Interessant ist zudem, dass etwa 70 Prozent der Absolventen des Medizinstudiums an der Universität Regensburg in der Region geboren und in der Region verwurzelt sind und die Bereitschaft offenbar hoch ist, sich nach der Ausbildung auch in der Region niederzulassen. „Doch ohne das Angebot einer gut strukturierten und eng verzahnten Aus- und Weiterbildung dürfte es trotz aller Verwurzelung nicht gelingen, so viele Kollegen für das Fach Allgemeinmedizin und zur definitiven Entscheidung für eine Niederlassung zu motivieren“, ist sich Prof. Rauscher sicher.

Drohende Überalterung der Ärzte

Seit 15 Jahren kommt Carl Rauscher dem Lehrauftrag an der Universität nach.
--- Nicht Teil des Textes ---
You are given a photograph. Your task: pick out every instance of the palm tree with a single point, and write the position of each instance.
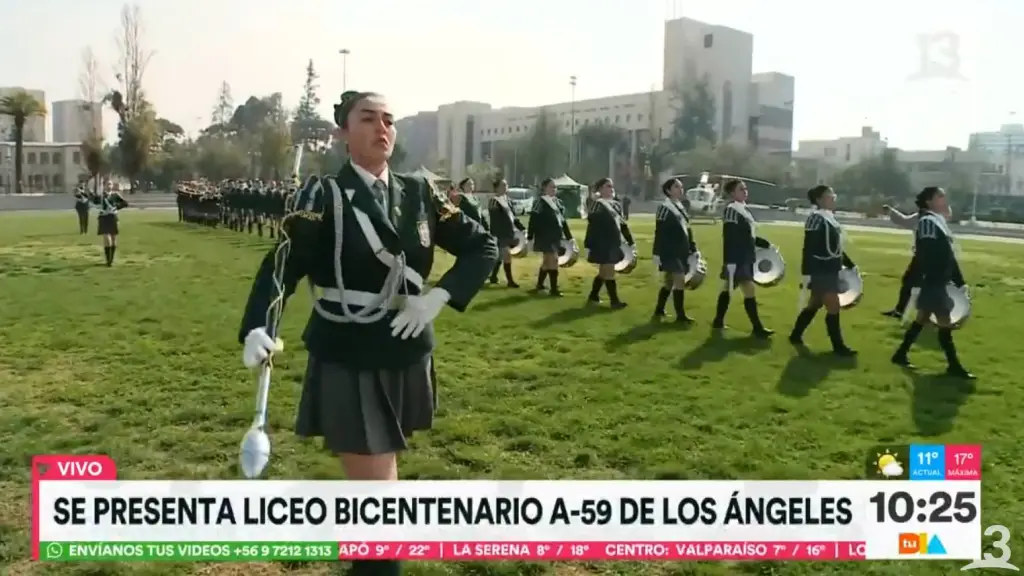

Der rührige Allgemeinmediziner ist in vielen medizinischen Gremien vertreten, war Gründer des Regensburger Ärztenetzes mit vielen Qualitätszirkeln und ist seit langem Vorstandsmitglied im Ärztlichen Kreisverband Oberpfalz.
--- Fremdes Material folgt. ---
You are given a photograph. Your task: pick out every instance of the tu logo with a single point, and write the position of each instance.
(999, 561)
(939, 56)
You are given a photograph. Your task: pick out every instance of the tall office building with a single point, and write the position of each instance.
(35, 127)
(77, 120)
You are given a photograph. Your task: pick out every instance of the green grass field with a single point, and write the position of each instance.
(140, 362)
Obwohl im Rahmen von Spezialisierungen vieler Fächer regional eine Überversorgung mit Ärzten besteht, darf die demografische Entwicklung nicht übersehen werden. Die daraus resultierenden geriatrischen Probleme werden eine echte Herausforderung darstellen. Es besteht akut Handlungsbedarf, um die zu erwartenden Polymorbidität der Zukunft zu stemmen.Etwa 45 Prozent der Allgemeinmediziner in der Stadt sind aber älter als 55 Jahre. Es werden sich durch die Überalterung auch der Ärzte bald Lücken auftun, kündigt Rauscher an: „Wir werden in den nächsten fünf, sechs Jahren viel nachbesetzen müssen.“ Und trotz des Nachschubs vieler Allgemeinmediziner werde das den Bedarf zunächst nicht decken können.